Walter Barton Dixon died May 5, 1951.
The soldier was stationed in Korea, playing poker with fellow members of the Army when a bomb went off right where they played, according to a 2018 story on KMOV-TV.
He wrapped his jacket holding letters to his wife around someone's legs to keep the blood from spurting and started fighting.
Several days later back in Grayridge, Missouri, Dixon's family received the news: the 22-year-old was killed in action.
His obituary appeared in The Daily Standard newspaper in Sikeston, and President Harry Truman sent his family a letter of condolence.Dixon's first 'death'
His wife remarried. A marker was erected in Korea on his grave.
But there was just one catch: Dixon wasn't actually dead.
He was being held captive in a Korean prison, where he remained for 28 months.
When Dixon was released, he returned to the States and was awarded seven Purple Hearts and two Bronze Stars for his heroism and bravery.
Each year on the date of his "death," he threw a party.
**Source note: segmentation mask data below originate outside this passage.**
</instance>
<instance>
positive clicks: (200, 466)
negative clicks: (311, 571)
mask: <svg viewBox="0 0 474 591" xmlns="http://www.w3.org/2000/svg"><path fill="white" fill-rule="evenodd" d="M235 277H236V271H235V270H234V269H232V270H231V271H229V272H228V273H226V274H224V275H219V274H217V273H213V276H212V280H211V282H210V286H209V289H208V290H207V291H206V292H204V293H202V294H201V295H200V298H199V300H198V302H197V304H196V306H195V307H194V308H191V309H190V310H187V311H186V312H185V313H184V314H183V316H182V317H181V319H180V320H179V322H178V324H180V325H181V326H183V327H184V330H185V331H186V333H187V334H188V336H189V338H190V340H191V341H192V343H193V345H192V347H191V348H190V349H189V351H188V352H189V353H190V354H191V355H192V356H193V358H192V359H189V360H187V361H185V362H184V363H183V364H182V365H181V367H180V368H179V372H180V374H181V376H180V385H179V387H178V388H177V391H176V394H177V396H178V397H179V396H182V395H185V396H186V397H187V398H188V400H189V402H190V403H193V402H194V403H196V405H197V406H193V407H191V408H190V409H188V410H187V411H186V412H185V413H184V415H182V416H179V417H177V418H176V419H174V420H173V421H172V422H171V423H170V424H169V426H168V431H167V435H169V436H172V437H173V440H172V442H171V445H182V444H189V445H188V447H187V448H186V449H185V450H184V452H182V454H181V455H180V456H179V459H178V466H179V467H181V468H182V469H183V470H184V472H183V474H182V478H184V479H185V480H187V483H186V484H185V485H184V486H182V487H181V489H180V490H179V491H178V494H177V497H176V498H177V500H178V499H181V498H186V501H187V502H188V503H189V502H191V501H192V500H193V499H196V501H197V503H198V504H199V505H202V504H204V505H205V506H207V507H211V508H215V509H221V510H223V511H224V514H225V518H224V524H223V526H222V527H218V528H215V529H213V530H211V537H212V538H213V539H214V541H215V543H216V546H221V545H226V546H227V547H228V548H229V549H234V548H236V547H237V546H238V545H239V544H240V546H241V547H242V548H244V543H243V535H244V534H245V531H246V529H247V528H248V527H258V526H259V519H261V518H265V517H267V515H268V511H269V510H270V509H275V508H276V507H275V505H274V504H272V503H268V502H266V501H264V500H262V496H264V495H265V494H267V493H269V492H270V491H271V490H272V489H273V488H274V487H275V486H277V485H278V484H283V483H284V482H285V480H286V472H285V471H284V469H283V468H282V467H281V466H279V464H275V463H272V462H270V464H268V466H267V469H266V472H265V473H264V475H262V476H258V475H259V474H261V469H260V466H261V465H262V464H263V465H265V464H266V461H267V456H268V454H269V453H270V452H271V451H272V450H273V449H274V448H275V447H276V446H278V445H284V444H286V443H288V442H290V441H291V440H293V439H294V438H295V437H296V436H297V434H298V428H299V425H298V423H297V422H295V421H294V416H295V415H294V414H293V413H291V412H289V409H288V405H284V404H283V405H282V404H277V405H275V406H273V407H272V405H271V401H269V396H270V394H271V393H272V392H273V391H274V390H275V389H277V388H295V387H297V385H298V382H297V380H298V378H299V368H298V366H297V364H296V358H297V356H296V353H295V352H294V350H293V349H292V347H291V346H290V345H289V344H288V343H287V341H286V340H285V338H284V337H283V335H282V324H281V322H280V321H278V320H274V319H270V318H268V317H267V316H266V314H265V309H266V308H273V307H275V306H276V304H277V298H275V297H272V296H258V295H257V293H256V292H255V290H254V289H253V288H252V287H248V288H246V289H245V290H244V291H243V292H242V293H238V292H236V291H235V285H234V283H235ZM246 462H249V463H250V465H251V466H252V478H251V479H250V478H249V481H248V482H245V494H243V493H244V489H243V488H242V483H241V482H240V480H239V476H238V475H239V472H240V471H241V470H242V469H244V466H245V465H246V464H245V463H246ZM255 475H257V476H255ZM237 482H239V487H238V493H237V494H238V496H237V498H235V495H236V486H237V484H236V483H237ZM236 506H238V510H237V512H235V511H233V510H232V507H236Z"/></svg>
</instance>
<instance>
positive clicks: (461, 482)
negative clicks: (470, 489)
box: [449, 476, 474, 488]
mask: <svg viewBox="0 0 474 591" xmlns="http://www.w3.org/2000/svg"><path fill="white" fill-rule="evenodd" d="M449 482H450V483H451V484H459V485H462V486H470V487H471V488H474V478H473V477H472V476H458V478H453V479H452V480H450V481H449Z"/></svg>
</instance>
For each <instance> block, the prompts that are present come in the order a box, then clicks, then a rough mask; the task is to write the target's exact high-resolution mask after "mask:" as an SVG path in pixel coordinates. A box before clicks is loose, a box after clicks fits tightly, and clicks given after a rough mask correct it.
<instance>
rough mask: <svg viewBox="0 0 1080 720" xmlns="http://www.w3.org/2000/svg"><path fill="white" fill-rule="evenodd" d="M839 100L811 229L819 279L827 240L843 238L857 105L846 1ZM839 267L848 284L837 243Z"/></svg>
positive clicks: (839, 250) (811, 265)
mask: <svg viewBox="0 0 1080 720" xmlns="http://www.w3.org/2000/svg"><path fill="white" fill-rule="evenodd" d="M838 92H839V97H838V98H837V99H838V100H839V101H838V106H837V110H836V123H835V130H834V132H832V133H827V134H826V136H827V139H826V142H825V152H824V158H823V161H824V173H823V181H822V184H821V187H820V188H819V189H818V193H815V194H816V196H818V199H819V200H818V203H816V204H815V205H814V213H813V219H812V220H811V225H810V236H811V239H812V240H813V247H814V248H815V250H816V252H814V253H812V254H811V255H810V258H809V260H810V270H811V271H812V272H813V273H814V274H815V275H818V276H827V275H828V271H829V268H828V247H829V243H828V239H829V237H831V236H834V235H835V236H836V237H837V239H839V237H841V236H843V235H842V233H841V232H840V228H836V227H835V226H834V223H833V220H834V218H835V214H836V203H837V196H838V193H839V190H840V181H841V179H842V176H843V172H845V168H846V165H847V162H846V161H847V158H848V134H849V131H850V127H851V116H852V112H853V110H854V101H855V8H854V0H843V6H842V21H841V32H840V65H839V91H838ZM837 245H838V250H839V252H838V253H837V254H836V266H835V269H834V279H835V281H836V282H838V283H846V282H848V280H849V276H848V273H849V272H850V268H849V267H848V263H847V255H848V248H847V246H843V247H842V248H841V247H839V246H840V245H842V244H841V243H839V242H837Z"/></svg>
He also remarried and volunteered to serve in Vietnam.
He continued to serve in the Army for more than two decades, helping to found the drill sergeant school at Fort Leonard Wood, according to KMOV.
On Feb. 1, 91-year-old Dixon died (for real this time) at Phelps County Medical Center in Rolla.
The community of Waynesville and Memorial Chapel and Crematory of Waynesville/St. Robert are inviting the public next week to pay a final farewell to the war hero.
At 10 a.m. Tuesday, services will be held at Faith Baptist Church of Waynesville.
Then, a flag-draped, horse-drawn caisson will proceed to the Missouri Veterans Cemetery of Waynesville for a committal service with full military honors at 12:30 p.m. with some of Fort Leonard Wood's higher command leadership.
AMVETS have released a request for maximum participation at the event.